GTech, the operator of Italy’s state lottery, and owner of the Spielo brand, has emerged as a front runner in the bid to buy International Game Technology.
The Italian company confirmed it was discussing a potential purchase stating it was holding ‘preliminary, exploratory discussions regarding a potential acquisition.’
It would use a combination of shares and cash, according to an Italian Exchange statement, although it added there was no guarantee the talks would lead to an agreement.
IGT’s shares increased by 11 per cent on June 13 in New York after reports of potential bidders included GTech, Apollo Global Management, Carlyle Group and MacAndrews & Forbes. MacAndrews owns close to 40 per cent of Scientific Games.
GTech employs 8,600 people and operates in 60 countries. Owned by Italian publisher De Agostini SpA, it reported revenue of about €3.1bn ($4.2bn), with net income of €175.4m in 2013.
IGT has issued a statement saying it is merely looking at a ‘broad range of strategic alternatives.’

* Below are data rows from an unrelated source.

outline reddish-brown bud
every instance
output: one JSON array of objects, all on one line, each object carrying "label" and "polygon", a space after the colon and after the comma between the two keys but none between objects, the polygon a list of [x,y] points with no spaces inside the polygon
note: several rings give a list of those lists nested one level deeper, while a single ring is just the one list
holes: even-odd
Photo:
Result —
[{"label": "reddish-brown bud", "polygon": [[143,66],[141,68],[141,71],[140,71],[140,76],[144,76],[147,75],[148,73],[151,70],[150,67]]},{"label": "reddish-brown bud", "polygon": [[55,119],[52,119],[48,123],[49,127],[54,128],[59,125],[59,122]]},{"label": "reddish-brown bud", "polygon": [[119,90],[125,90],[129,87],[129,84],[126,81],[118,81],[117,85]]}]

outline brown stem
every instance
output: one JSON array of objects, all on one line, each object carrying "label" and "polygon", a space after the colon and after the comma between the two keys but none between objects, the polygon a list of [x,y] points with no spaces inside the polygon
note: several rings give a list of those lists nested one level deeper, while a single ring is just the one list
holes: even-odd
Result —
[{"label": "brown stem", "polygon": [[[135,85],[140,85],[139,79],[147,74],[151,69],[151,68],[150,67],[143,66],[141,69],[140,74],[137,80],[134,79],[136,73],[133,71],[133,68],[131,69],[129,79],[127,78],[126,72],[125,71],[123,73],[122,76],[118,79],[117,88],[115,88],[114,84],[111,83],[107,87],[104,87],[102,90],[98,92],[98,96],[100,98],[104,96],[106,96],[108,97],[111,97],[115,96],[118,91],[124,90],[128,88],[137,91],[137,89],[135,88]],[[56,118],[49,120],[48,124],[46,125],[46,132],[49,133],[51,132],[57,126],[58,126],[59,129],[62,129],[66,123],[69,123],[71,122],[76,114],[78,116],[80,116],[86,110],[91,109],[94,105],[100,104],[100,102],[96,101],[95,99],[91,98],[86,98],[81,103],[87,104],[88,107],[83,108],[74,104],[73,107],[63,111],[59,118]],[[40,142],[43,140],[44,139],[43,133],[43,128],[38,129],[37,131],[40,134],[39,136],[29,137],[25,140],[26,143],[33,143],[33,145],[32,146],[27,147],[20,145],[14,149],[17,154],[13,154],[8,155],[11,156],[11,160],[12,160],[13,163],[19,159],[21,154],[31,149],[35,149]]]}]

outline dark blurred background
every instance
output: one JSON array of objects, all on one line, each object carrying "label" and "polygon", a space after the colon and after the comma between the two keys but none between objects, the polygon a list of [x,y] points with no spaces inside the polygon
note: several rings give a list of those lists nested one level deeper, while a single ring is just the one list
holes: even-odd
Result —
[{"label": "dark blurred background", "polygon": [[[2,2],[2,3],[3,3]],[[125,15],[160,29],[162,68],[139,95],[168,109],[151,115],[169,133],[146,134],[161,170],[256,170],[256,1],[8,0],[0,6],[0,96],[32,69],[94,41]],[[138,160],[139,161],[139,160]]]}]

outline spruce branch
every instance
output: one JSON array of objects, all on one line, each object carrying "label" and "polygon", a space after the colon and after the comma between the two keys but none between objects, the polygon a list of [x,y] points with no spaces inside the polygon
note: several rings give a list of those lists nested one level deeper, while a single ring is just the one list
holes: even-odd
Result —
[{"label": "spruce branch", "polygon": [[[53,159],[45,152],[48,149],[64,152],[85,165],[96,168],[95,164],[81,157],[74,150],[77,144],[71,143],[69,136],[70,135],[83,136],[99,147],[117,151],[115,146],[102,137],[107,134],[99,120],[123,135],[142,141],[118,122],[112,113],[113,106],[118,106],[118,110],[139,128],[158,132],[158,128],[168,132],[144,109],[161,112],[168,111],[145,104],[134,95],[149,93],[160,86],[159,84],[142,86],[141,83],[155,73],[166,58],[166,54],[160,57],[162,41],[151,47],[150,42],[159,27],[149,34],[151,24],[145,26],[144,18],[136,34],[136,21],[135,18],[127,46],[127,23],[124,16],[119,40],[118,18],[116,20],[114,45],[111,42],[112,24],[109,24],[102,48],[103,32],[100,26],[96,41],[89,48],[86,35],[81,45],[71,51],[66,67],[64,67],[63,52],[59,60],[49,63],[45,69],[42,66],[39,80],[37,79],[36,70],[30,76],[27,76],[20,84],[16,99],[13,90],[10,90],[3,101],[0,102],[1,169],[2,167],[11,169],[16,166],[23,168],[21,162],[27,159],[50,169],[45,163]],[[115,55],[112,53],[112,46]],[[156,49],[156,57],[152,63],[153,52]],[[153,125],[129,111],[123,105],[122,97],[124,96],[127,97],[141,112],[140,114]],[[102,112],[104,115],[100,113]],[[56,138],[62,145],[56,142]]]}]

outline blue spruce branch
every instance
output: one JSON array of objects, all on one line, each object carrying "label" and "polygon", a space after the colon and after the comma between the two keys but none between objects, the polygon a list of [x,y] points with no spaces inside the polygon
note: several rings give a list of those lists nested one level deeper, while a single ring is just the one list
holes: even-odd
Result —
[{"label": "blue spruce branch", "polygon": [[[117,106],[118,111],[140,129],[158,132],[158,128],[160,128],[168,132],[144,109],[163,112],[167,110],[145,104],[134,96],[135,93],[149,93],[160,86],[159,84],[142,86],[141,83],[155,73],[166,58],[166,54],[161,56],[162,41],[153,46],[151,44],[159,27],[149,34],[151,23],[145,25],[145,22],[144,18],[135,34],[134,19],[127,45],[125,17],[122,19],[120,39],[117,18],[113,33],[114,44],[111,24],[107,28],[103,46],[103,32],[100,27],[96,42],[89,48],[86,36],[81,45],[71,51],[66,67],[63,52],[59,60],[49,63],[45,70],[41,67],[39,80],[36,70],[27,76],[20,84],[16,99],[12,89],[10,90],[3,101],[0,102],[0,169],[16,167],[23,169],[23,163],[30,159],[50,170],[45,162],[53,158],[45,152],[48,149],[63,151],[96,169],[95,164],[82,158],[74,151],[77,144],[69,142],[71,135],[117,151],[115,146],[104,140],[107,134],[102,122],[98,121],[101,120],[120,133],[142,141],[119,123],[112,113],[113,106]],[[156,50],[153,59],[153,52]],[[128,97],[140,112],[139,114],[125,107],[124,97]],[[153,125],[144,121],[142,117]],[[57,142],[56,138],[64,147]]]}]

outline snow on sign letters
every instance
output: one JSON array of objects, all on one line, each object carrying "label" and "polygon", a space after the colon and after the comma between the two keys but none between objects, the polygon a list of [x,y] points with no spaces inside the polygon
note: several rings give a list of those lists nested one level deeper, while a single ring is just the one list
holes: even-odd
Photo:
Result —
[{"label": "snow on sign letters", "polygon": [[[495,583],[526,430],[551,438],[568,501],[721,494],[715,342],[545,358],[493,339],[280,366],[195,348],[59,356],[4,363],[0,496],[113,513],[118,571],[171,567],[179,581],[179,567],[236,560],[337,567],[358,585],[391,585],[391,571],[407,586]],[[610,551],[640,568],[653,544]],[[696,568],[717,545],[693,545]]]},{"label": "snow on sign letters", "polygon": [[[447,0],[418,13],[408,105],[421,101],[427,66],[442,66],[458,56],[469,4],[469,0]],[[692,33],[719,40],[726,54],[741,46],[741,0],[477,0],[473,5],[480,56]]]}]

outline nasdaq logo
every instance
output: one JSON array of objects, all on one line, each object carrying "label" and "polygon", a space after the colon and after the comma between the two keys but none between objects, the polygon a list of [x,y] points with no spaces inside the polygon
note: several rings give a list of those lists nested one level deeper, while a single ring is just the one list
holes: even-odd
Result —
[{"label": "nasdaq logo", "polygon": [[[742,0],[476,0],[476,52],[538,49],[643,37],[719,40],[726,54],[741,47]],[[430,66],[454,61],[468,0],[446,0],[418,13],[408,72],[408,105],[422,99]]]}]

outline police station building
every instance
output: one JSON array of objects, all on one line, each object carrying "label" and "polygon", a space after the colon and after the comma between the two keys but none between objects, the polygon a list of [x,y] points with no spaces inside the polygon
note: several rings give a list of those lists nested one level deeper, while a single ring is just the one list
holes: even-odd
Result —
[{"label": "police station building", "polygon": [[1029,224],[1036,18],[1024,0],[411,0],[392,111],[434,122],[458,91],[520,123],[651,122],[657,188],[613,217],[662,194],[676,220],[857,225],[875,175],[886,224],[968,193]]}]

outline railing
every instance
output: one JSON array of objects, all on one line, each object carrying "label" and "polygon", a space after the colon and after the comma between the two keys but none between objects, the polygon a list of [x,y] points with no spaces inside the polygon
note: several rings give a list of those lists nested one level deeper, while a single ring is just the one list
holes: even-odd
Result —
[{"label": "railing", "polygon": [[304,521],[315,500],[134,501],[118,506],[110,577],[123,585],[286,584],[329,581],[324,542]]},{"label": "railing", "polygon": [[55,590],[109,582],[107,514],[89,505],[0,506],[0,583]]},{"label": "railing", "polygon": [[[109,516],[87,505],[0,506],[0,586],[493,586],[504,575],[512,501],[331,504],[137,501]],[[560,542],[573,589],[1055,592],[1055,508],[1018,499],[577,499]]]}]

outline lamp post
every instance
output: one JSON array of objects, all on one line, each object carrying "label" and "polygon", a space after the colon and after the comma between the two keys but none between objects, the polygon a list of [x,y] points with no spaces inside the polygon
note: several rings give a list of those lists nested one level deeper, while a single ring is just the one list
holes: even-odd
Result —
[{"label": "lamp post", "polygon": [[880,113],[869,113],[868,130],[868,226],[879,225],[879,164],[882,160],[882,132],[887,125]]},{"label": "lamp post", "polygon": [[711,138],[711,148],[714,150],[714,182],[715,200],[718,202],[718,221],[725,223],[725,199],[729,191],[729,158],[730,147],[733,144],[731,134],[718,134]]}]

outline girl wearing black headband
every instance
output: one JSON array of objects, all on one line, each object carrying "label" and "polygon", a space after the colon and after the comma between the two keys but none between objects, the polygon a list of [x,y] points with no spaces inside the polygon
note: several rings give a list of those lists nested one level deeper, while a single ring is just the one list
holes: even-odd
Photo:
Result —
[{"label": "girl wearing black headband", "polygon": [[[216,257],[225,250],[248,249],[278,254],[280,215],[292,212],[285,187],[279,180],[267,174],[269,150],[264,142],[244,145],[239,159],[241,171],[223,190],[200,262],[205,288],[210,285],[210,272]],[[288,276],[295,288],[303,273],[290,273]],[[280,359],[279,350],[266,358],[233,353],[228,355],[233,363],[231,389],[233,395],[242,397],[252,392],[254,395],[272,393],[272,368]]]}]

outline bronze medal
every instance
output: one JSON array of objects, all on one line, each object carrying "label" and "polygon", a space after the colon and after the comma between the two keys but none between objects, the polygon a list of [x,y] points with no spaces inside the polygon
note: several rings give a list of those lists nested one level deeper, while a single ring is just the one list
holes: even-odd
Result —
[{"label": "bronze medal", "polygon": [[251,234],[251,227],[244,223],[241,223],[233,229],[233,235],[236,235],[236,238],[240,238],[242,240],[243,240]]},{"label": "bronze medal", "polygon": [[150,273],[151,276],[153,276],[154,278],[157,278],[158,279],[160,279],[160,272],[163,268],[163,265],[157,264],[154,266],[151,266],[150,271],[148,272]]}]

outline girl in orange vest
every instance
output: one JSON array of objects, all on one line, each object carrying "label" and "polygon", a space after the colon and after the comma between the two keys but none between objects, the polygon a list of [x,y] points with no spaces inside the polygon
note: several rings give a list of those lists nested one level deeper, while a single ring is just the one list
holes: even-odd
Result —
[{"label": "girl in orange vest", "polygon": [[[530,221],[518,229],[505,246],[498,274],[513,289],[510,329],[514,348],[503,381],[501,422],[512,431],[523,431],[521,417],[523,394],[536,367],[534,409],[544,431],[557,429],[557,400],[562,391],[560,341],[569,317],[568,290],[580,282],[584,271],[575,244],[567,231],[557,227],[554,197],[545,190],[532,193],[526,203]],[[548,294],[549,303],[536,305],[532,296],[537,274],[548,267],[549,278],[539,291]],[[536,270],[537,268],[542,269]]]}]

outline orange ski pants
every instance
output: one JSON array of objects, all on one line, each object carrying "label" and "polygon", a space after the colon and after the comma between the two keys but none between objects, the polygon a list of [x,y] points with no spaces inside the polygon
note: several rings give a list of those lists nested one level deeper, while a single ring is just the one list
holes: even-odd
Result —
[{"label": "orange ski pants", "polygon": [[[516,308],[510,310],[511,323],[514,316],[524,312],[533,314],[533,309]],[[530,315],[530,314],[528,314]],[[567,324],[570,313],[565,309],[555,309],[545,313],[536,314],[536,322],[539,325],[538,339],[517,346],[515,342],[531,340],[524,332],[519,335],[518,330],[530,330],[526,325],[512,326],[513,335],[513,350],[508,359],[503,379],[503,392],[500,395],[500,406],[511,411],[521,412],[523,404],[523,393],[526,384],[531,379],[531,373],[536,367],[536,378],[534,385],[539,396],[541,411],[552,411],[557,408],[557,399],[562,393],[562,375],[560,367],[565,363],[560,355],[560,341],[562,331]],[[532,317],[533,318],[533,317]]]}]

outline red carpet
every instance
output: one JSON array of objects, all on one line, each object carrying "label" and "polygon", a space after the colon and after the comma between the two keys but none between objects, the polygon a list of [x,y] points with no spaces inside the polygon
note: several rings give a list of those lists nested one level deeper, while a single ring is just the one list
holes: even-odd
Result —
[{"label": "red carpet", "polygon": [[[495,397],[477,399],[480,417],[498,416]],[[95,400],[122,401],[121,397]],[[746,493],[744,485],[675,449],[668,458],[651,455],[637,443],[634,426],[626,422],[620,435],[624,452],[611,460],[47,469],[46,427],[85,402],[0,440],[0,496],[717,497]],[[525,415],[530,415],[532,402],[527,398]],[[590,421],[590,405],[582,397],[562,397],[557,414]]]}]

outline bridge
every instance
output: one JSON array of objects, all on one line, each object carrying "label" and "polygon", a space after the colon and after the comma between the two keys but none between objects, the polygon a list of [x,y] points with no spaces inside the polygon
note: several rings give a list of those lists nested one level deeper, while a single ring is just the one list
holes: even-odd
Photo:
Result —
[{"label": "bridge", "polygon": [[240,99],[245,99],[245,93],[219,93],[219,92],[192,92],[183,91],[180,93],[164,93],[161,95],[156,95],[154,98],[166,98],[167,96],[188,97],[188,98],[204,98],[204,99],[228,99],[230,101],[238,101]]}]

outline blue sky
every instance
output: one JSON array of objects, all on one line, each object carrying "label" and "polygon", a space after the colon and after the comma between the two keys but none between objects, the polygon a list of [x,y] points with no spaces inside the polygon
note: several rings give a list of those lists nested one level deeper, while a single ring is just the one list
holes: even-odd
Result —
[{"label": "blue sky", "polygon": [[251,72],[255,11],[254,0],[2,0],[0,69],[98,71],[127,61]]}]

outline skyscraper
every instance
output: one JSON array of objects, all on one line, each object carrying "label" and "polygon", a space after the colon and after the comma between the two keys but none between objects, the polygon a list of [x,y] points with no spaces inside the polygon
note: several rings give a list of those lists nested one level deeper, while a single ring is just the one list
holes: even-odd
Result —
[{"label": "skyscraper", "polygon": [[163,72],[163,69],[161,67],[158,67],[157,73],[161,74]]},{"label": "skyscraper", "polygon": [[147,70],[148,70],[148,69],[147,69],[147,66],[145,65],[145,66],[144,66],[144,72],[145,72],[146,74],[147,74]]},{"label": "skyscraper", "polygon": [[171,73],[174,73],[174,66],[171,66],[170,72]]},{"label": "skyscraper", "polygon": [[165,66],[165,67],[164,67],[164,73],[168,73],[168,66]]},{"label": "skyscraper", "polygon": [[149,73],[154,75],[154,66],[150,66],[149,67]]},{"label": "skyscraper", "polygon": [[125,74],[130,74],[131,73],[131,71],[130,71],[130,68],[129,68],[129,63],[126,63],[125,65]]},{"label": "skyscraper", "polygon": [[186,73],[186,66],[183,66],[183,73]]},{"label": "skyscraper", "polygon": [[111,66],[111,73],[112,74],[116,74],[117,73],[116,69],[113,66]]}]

“IGT regularly considers, and on occasion explores, a broad range of strategic alternatives, including but not limited to business combinations, changes to our capital structure and adjustments to our portfolio of businesses, with the goal of maximizing shareholder value,” the company stated. “The IGT Board of Directors and senior management are currently engaged in such an exploration, but no decisions have been made by the Board regarding any particular alternative available to the Company and there can be no assurances that any transaction or other strategic change will be entered into as a result of the current exploration of alternatives. IGT does not intend to discuss or disclose developments with respect to this general subject unless and until the Board has approved a definitive course of action.”